Saturday, January 02, 2010

So what? I'm still a student.

I don't believe in keeping or making new year's resolutions because sometime halfway through the year, people will tend to forget them. They put it all down on this paper, and then on their fridge, or diary, or wall or mirror. But I guess better advances, computer now. Then it'll start to grow crisps and tears on the edges of this paper, then later, people will throw it away or, easy said, forgotten. So that's why I don't answer people when they ask me what is my new year's resolution. And that's why I take great interest in humans and how we all think and react to everything. So interesting.

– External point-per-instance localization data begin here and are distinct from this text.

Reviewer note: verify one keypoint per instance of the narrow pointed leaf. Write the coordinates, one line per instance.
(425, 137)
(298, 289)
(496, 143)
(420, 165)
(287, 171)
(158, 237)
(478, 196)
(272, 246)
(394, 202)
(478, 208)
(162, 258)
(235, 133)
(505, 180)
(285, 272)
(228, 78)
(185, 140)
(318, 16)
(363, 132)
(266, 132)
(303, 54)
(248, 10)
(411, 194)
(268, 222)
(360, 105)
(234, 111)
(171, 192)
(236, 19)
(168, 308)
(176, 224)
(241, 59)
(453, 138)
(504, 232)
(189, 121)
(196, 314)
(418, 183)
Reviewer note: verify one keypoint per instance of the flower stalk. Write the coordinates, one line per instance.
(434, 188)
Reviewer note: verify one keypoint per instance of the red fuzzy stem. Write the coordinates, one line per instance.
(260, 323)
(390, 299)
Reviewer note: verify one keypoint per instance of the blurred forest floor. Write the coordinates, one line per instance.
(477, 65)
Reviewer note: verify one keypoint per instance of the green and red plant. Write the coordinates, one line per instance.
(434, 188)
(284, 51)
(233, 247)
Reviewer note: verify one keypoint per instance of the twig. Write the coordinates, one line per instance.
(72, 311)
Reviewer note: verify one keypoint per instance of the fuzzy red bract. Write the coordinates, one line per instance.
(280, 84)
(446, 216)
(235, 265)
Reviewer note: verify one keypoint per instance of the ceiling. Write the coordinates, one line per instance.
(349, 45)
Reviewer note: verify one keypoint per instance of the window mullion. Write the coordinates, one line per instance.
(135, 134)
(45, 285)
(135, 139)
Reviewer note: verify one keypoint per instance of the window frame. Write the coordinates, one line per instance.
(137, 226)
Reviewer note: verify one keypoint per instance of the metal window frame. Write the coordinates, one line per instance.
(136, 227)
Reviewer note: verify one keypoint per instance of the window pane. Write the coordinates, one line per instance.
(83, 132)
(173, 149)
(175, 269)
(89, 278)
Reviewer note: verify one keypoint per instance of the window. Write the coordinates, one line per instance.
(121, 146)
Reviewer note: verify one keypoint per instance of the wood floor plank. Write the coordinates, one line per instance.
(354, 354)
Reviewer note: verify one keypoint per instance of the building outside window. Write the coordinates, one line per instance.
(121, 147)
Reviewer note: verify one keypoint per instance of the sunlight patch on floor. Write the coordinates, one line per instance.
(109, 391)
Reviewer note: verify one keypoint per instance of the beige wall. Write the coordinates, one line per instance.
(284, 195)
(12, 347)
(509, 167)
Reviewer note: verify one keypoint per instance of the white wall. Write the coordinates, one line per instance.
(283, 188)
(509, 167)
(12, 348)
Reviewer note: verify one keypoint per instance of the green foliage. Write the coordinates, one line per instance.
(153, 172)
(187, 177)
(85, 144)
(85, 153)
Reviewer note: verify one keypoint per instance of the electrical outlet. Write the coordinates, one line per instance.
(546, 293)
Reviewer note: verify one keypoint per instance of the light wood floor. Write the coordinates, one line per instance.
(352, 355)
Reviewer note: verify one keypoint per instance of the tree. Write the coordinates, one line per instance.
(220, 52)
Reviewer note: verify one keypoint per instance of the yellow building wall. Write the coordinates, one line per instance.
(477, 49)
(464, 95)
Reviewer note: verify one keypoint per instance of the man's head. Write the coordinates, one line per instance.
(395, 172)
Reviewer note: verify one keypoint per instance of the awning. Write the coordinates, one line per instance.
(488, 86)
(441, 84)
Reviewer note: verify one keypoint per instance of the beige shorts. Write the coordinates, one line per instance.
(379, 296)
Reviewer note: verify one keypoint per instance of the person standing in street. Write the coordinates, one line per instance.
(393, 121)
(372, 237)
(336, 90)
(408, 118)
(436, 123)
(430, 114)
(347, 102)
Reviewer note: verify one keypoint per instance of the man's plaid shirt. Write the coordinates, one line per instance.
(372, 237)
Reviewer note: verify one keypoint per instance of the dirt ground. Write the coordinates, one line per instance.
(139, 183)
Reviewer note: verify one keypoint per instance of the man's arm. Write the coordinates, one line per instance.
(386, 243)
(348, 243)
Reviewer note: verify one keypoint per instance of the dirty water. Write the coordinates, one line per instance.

Well, glad for those who feel happy that 2010 is already here. But I've been of to a quizzical start. The hour hand that stroke 12 on 31st Dec, I didn't felt any sort of 2010 breeze on my skin. Nope. No magical spray dust. No magical airy feeling. I simply felt nothing. Because what I could only think of was "Oh God, I'm turning 20 this year. & Oh god, I'm actually going to be a 3rd year sophmore student." I don't think, I KNOW that there will be changes this year. But this changes that I'm talking about, are going to alter the course in life. My life, rather. I'll keep my airy optimisitc and soon to be realistic head afloat. I'm scared, I really am. It's this year that is what keeps me in dismay and also what I fear most. But hey, I'm scared most of the times, even when everyone else thinks I'm always the brave one.

OH WELLS. I'll give an apprehensive cheer for this year. Whee.